Marco Pantani, fueled by espresso and more drugs than would be considered appropriate for a Martin Scorsese movie, profited to the tune of a stage win by two minutes—nine minutes up on Ullrich, an unthinkable margin for a stage today—and the yellow jersey.
3) Mud
Again, it’s possible to have too much of a good thing, but cycling fans go apeshit when everyone’s covered in crud after a wet Paris-Roubaix. There’s something visceral and primal about wearing the very Earth you’ve just ridden over, athlete leaving their mark on the ground and vice-versa.
Mud is so beloved we’ve got whole new disciplines—mountain biking, cyclocross, gravel racing—to cater to people who think being covered in sweat, blood, and residue from energy gels just isn’t gross enough. These offroad adventurers will not rest until they, like a three-year-old eating an ice cream cone at the beach, are unrecognizable from filth.
2) Wind
Let’s go back to the very first thing I wrote on this site: These aren’t people, they’re birds.
To quote Billy Graham: “I've never seen the wind. I see the effects of the wind, but I've never seen the wind.”3
Headwinds, tailwinds, and most of all crosswinds. The direction and severity of the wind can blow riders off the road, split up the peloton over innocuous-looking roads, and determine the fate of breakaways. It’s not quite as obvious as precipitation, but if you know ball,4 you know the value of wind.
1) Rain
And finally, the giver of life.
Not too much, as I’ve said, but enough to keep riders on their proverbial toes, to accentuate the ostentatious suffering every athlete goes through. To make distinct the difference between those who take out capes and gilets to protect them from the elements, and those who choose to get raw-dogged by Mother Nature.
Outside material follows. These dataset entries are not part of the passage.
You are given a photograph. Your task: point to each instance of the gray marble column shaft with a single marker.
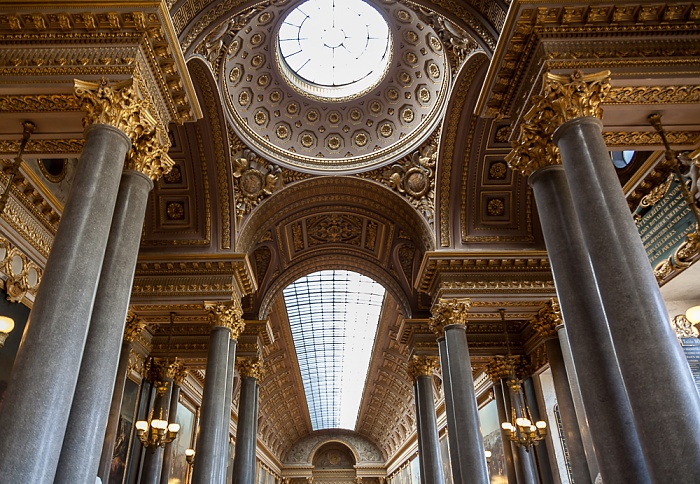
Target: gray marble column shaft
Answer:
(93, 393)
(427, 429)
(449, 410)
(208, 460)
(467, 429)
(572, 434)
(648, 352)
(246, 433)
(581, 416)
(419, 434)
(169, 448)
(541, 449)
(503, 416)
(612, 429)
(45, 372)
(115, 407)
(228, 401)
(153, 459)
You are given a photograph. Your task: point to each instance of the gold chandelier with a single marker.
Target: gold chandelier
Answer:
(520, 430)
(154, 433)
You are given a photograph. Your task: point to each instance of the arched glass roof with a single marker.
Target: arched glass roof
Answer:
(333, 317)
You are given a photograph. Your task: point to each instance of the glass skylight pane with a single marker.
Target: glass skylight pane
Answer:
(333, 317)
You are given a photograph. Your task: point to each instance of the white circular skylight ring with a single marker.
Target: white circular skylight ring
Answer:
(334, 49)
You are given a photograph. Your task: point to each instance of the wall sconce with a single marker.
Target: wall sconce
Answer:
(7, 324)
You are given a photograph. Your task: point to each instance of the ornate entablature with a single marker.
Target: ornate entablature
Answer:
(68, 42)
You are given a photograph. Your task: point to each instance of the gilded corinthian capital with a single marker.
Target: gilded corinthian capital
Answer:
(547, 319)
(117, 105)
(227, 314)
(250, 367)
(134, 326)
(422, 366)
(448, 311)
(149, 153)
(563, 98)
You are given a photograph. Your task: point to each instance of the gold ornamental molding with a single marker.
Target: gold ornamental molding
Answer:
(443, 271)
(449, 311)
(547, 319)
(634, 38)
(250, 368)
(422, 366)
(92, 39)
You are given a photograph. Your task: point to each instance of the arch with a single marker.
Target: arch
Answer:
(219, 173)
(363, 207)
(456, 138)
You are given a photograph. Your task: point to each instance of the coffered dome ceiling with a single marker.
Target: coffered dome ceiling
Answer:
(282, 119)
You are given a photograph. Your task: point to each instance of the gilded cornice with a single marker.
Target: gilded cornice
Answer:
(547, 319)
(436, 265)
(501, 367)
(566, 35)
(129, 24)
(250, 368)
(422, 366)
(449, 311)
(227, 314)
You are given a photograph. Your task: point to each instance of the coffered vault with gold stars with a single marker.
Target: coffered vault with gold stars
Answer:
(407, 183)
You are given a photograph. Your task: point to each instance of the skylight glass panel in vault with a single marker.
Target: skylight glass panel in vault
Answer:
(333, 316)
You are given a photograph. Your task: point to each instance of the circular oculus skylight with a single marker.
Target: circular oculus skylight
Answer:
(334, 48)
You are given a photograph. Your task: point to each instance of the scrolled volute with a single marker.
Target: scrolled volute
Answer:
(250, 367)
(547, 319)
(448, 311)
(227, 314)
(576, 95)
(115, 104)
(422, 366)
(134, 326)
(149, 153)
(534, 148)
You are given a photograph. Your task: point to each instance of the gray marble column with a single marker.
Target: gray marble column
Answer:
(581, 415)
(449, 410)
(525, 462)
(228, 401)
(541, 450)
(45, 373)
(172, 418)
(503, 416)
(545, 323)
(207, 463)
(449, 318)
(613, 432)
(153, 460)
(246, 432)
(421, 369)
(134, 326)
(572, 434)
(81, 450)
(647, 350)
It’s rain, of course, that leads to mud, and comes with wind. But the best thing I can say for rain is that it changes the texture of the tarmac so completely that riders learn to be weary of lane markings. Where else does a little water make paint scary?
See my earlier reservations about heat
And by “quote Billy Graham” I mean “quote the dcTalk song that samples Billy Graham”
Not sure that idiom translates to cycling. You know wheel? Know gear?